From Unaligned to Aligned: Scaling Multilingual LLMs with Multi-Way Parallel Corpora
Yingli Shen | Wen Lai | Shuo Wang | Ge Gao | Kangyang Luo | Alexander Fraser | Maosong Sun
Proceedings of the 2025 Conference on Empirical Methods in Natural Language Processing
Yingli Shen | Wen Lai | Shuo Wang | Ge Gao | Kangyang Luo | Alexander Fraser | Maosong Sun
Proceedings of the 2025 Conference on Empirical Methods in Natural Language Processing
Continued pretraining and instruction tuning on large-scale multilingual data have proven to be effective in scaling large language models (LLMs) to low-resource languages. However, the unaligned nature of such data limits its ability to effectively capture cross-lingual semantics.
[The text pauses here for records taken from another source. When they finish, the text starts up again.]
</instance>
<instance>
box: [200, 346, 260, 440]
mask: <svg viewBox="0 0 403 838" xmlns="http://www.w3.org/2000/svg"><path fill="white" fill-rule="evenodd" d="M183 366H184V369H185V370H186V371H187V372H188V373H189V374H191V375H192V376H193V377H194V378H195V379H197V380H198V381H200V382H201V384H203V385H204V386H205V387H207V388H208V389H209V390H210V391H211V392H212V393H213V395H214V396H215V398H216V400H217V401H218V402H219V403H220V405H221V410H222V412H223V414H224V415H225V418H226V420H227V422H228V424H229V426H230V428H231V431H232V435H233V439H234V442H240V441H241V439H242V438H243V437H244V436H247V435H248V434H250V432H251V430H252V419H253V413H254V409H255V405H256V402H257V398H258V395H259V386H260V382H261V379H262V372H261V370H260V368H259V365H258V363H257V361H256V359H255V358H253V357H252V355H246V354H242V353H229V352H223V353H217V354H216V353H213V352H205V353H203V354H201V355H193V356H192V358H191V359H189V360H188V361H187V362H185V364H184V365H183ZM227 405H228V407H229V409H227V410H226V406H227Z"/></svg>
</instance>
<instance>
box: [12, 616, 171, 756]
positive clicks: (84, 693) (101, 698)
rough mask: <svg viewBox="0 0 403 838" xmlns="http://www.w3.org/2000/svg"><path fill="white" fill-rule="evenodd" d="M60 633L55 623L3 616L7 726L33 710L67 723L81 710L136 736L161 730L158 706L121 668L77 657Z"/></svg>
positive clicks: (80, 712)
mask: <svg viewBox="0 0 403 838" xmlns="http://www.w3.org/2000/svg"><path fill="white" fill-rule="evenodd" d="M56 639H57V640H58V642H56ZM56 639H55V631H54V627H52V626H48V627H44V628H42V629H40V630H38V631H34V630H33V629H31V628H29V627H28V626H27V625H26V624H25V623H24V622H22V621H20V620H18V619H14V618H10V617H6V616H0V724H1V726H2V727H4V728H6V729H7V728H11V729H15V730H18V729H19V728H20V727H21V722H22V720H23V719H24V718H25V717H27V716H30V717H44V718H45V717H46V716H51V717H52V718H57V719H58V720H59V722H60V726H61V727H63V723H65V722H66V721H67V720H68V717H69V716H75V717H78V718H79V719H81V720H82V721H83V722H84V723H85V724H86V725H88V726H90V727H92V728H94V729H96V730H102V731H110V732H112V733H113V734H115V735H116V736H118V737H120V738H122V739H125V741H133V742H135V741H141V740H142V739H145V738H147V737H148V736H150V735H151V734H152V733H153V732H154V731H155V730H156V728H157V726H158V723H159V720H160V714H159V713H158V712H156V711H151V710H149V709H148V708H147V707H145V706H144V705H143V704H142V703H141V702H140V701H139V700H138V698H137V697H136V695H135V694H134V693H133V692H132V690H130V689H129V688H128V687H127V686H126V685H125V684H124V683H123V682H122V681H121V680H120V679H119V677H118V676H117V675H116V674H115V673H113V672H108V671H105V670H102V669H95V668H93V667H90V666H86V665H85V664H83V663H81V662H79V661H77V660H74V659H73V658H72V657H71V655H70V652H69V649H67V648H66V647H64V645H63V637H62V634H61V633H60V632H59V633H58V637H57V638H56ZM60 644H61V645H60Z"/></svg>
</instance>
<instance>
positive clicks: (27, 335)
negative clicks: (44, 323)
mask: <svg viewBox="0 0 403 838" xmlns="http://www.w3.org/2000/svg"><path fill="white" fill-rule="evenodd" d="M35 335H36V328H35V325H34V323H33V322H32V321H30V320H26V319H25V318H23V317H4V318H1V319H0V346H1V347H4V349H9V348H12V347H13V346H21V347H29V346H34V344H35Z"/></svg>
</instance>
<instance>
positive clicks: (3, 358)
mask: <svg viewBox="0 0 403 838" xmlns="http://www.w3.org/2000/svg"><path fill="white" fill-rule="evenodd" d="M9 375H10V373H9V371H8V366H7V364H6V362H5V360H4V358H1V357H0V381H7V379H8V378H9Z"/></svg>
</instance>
In contrast, multi-way parallel data, where identical content is aligned across multiple languages, provides stronger cross-lingual consistency and offers greater potential for improving multilingual performance. In this paper, we introduce a large-scale, high-quality multi-way parallel corpus, TED2025, based on TED Talks. The corpus spans 113 languages, with up to 50 languages aligned in parallel, ensuring extensive multilingual coverage. Using this dataset, we investigate best practices for leveraging multi-way parallel data to enhance LLMs, including strategies for continued pretraining, instruction tuning, and the analysis of key influencing factors. Experiments on six multilingual benchmarks show that models trained on multi-way parallel data consistently outperform those trained on unaligned multilingual data.